1850’de Oregon’da geçen ve film için yazılmış orijinal bir hikâyesi olan çalışma belki müzikallerde görmeyi beklediğimiz yıldız oyunculara sahip değil ama sıcak ve sevimli hikâyesi, kalabalık oyuncu kadrosu ve çok başarılı dans sahneleri ile dikkat çekmeyi başarıyor. Bazı dış sahnelerin stüdyoda çekildiği fazlası ile belli olsa da sanat yönetmenleri arasında bu dalın tanınmış ismi Cedric Gibbons’ın da yer aldığı film dekorları ile göz dolduruyor yine de. Dağlıların aşk üzerinden medenileşmesi yan hikâyesini içerse de, film aslında başka bir okumayı hedeflemiyor. Kadınlar erkeklerin çaba göstererek hak etmesi gereken ödüllerdir diyor film. Her iki taraf rollerine sadık kaldığında hayat dans ve şarkılardan oluşan bir eğlencedir mesajını, sonuçta seyrettiğimizin bir müzikal olduğunu unutarak affetmeli elbette. Belki aşk çok çabuk gelişiyor, kızgınlıklar, bağışlamalar ve kendini naza çekmeler bazen bir şarkının ilk notalarının uzunluğu kadar sürüyor ama bırakalım da en azından bir müzikalde hayat böyle olsun.
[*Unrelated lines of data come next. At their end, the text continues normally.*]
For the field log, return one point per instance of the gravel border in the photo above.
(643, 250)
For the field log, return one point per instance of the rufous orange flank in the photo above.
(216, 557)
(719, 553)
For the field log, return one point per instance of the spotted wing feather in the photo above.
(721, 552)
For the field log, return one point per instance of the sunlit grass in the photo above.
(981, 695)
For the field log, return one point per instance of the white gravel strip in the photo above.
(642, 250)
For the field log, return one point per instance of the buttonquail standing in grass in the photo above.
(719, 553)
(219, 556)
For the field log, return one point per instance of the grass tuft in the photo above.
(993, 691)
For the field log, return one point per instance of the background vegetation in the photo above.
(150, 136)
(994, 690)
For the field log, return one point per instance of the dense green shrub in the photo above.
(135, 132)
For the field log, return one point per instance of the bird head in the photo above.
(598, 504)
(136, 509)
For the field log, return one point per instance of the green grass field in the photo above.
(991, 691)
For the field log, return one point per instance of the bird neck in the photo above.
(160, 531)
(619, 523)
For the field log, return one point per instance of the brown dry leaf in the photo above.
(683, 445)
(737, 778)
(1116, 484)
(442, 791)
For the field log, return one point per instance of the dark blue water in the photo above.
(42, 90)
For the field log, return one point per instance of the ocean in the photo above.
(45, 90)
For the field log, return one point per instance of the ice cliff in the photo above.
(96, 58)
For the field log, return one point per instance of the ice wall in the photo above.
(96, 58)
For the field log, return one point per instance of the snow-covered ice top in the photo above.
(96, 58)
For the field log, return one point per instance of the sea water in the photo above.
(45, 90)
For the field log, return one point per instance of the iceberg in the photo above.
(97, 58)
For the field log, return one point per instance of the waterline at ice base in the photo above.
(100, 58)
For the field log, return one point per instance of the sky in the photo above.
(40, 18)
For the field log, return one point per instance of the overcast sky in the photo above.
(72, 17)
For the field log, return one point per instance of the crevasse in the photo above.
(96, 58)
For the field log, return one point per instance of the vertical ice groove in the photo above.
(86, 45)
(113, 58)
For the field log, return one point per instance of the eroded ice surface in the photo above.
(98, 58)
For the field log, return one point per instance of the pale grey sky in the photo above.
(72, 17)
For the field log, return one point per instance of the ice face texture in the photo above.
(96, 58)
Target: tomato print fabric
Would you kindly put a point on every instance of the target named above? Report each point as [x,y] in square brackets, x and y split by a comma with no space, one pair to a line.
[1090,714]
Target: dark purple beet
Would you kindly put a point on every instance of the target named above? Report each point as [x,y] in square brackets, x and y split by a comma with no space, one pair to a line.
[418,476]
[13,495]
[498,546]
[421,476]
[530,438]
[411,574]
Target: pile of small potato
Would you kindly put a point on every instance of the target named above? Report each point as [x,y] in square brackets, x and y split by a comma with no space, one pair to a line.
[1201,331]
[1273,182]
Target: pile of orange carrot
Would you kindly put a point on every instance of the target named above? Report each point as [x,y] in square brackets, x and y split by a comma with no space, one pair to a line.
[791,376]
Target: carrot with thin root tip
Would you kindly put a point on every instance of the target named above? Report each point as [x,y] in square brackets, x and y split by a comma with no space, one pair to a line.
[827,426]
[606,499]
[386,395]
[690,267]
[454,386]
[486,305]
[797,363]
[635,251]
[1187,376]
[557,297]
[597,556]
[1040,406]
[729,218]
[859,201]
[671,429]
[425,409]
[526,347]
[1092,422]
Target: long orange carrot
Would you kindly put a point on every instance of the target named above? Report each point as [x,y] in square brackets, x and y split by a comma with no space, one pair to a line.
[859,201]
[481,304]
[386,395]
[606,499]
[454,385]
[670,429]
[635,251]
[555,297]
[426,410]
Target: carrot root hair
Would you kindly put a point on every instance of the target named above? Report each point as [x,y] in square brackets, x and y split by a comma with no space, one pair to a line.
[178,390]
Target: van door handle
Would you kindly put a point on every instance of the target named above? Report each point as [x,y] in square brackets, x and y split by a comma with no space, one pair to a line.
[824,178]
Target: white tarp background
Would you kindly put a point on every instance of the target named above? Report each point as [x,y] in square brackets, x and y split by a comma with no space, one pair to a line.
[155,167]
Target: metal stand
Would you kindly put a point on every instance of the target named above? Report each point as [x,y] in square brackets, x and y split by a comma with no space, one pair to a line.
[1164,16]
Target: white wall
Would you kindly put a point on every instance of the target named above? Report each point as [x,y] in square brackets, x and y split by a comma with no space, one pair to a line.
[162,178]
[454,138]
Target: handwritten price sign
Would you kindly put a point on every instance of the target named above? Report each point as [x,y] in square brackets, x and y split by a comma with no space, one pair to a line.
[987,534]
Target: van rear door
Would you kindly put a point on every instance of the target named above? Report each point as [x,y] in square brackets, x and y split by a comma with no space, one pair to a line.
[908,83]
“Sobbin’ Women” ve “Bless Yore Beautiful Hide” gibi keyifli şarkıları, hemen tüm sahnelerindeki dansları ama özellikle yedi gencin birlikte dans ettiği anları ve ahır inşa yarışmasındaki yönetimi ile klasik Amerikan müzikal sinemasının başarılı ürünlerinden biri olan bu filmde, eğlencenin zirvesine ise kar altında söylenen ve zaman zaman baleye göz kırpan bir şekilde ve oyuncuların yavaşlatılmış bir gösterimdeymiş gibi dans edip şarkı söylediği sahnede ulaşılıyor. Bu sahnedeki “Lament (Lonesome Polecat)” şarkısının sözleri, oyuncuların vücut dilleri, tüm o kar altındaki hüzün görüntüsü ve Tommy Rall başta olmak üzere tüm oyuncuların dört dörtlük performansı filme damgasını vuruyor.

Dans sahneleri ile dinamizmini artıran ve sade bir hikâyesi olan filmin anlattıkları belki biraz fazla eski usul ve kadın-erkek rolleri açısından muhafazakar görünebilir ve zaten öyle ama en azından erkeklere kadınları kavga ederek değil dans ederek kazanmalarını öğütlüyor.